Unfortunately, the retailer has a problem. It's called business rates. Same old, same old, you might think. Just another wealthy business whinging about tax it doesn't want to pay. Hey, everyone's getting squeezed. That would be a shade unfair to SuperGroup and its chief executive Julian Dunkerton, with whom I talked yesterday.

He's got a solution he says would enable him to get new shops into all sorts of places where the numbers don't add up right now, while still protecting the taxpayer. It is to calculate business rates as a percentage of the rent paid by a shop owner. This, incidentally, would still allow the usual reliefs and concessions to be offered the little guys that need them (they'd pay a lower percentage).

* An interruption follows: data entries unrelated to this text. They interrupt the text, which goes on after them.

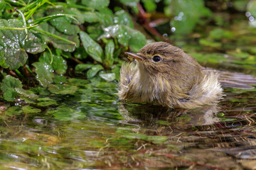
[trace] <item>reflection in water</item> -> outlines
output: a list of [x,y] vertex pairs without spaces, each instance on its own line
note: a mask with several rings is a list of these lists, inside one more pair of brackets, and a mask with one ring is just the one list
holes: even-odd
[[[246,109],[238,108],[235,110]],[[185,110],[154,105],[122,104],[119,110],[125,118],[120,120],[122,123],[140,129],[150,128],[150,132],[140,130],[147,135],[169,136],[167,144],[176,143],[176,147],[181,145],[183,148],[189,146],[221,151],[238,159],[256,159],[256,113],[222,119],[218,118],[217,113],[225,110],[215,106]]]

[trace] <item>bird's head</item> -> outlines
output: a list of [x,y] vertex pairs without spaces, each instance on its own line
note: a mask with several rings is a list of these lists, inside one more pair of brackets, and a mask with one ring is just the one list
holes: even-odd
[[140,69],[144,69],[150,74],[176,74],[191,72],[191,66],[200,67],[193,57],[186,54],[181,49],[164,42],[149,43],[137,54],[126,54],[139,62]]

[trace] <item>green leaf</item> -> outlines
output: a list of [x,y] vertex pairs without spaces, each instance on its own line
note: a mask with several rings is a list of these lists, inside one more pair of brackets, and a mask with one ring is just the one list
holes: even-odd
[[48,89],[55,94],[73,94],[78,88],[68,84],[50,84]]
[[125,25],[132,28],[134,28],[132,18],[124,10],[118,11],[114,13],[114,23],[119,25]]
[[114,43],[112,40],[109,40],[105,46],[105,61],[107,66],[111,66],[114,63]]
[[23,96],[24,97],[32,98],[32,99],[38,98],[38,96],[35,94],[31,91],[24,90],[24,89],[21,89],[21,88],[15,88],[14,89],[18,94],[21,94],[21,96]]
[[99,39],[102,38],[117,38],[118,42],[124,46],[129,45],[129,41],[131,38],[130,33],[125,26],[114,25],[104,28],[105,33],[100,37]]
[[95,76],[98,72],[102,69],[104,69],[104,68],[102,65],[100,64],[95,65],[87,72],[86,76],[87,79],[90,79]]
[[129,47],[134,52],[138,52],[139,50],[146,44],[145,35],[139,30],[132,30]]
[[83,18],[87,23],[96,23],[101,21],[100,16],[97,12],[84,12]]
[[58,74],[63,74],[66,72],[68,69],[67,62],[61,56],[53,55],[53,62],[51,62],[51,55],[50,52],[46,52],[43,53],[43,55],[40,57],[39,61],[41,62],[46,62],[49,65],[51,65],[51,67],[55,72]]
[[6,114],[9,116],[18,115],[22,113],[21,107],[18,106],[11,106],[8,108],[6,111]]
[[63,84],[66,81],[67,81],[66,77],[63,75],[55,75],[53,78],[53,82],[55,84]]
[[232,39],[235,35],[231,31],[217,28],[210,32],[210,37],[214,40]]
[[70,85],[73,85],[73,86],[86,86],[86,84],[89,83],[88,80],[80,79],[75,79],[75,78],[69,79],[68,80],[68,81]]
[[100,23],[104,27],[114,24],[114,13],[109,8],[105,8],[99,11],[99,18],[101,19]]
[[120,2],[126,6],[136,7],[139,0],[120,0]]
[[1,84],[1,90],[4,92],[4,98],[6,101],[15,101],[15,98],[18,96],[15,91],[16,88],[22,88],[21,81],[10,75],[6,76]]
[[205,7],[203,0],[174,0],[166,1],[170,11],[174,16],[171,26],[174,27],[174,33],[186,35],[190,33],[196,24],[202,22],[203,16],[211,16],[210,11]]
[[21,108],[22,110],[25,113],[36,113],[41,112],[41,110],[39,108],[34,108],[31,106],[23,106]]
[[256,1],[250,1],[247,4],[247,10],[249,11],[253,16],[256,16]]
[[75,50],[74,56],[77,59],[86,59],[87,57],[87,53],[86,52],[83,47],[79,47]]
[[[46,14],[50,15],[58,15],[63,13],[63,11],[68,10],[66,8],[50,8],[46,11]],[[58,31],[63,33],[67,35],[75,35],[79,33],[79,27],[72,24],[73,19],[68,17],[60,17],[54,18],[50,21],[50,25],[54,26]]]
[[100,74],[100,76],[107,81],[112,81],[115,79],[114,73]]
[[31,54],[43,52],[47,47],[45,35],[41,33],[28,32],[28,37],[25,42],[26,51]]
[[133,52],[137,52],[146,44],[145,35],[138,30],[126,26],[114,25],[104,29],[105,33],[98,39],[116,38],[118,42],[124,46],[129,45]]
[[[23,23],[16,19],[8,21],[0,19],[0,27],[22,28]],[[0,29],[0,65],[2,67],[16,69],[26,63],[28,55],[23,49],[25,38],[24,30]]]
[[[48,35],[48,41],[53,43],[53,47],[56,49],[60,49],[65,52],[73,52],[76,47],[79,47],[80,40],[78,35],[64,34],[58,31],[54,27],[46,23],[40,25],[40,28],[41,28],[37,29],[37,30],[41,31],[42,33]],[[75,43],[70,43],[69,42],[60,40],[55,35]]]
[[39,98],[37,99],[37,101],[39,101],[37,105],[42,107],[58,105],[57,102],[55,100],[50,98]]
[[156,9],[156,2],[155,0],[142,0],[142,2],[146,11],[153,12]]
[[208,46],[210,47],[215,47],[215,48],[220,47],[222,45],[221,42],[211,41],[205,38],[200,39],[199,43],[205,46]]
[[4,100],[6,101],[14,101],[17,96],[18,96],[18,94],[13,89],[6,90],[3,95]]
[[32,64],[36,67],[36,78],[43,86],[47,86],[53,82],[53,69],[46,62],[34,62]]
[[103,50],[100,45],[83,31],[80,32],[80,35],[83,47],[89,55],[96,61],[102,62]]
[[110,0],[82,0],[82,4],[99,10],[108,6]]
[[95,64],[78,64],[75,66],[75,70],[76,72],[82,72],[90,68],[92,68]]
[[1,83],[1,90],[5,92],[7,90],[14,90],[15,88],[21,88],[21,81],[10,75],[6,76]]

And it would solve the problem with the current system, which has lost any connection with the economic reality faced by would-be high street occupants. They are dealing with rising costs, financially constrained customers and intense competition from the internet. Rents have fallen in many places in recognition of this. Business rates – based on an open-market rentable value as at April 2008 – remain stubbornly high so the premises available on too many high streets are uneconomic.

The British Retail Consortium is working on ideas of its own with EY but until now the Government has turned a tin ear. It is unlikely Mr Dunkerton will do much better.

So high streets will continue to decay, comprising only bookies (although they too are starting to close), charity outlets and boarded-up shopfronts.

Don't cry for Mr Dunkerton. He's doing just fine, with sales up a fifth and the shares climbing. With a burgeoning overseas business, and various celebs photographed draped in his SuperDry label, prospects are bright. Plenty of high streets need him more than he needs them.

Meanwhile, we've had a gimmick from the Coalition – its 12 Portas Pilot towns receiving money for a spruce-up. And a gimmick from Labour, with its pledge to cut business rates by reversing a cut in corporation tax, thus robbing Peter to pay Paul.

As other, less successful, retailers give up the fight, politicians wonder why they don't get any respect. And why the young, and the not so young, wearing Superdry hoodies listen to people who deride them.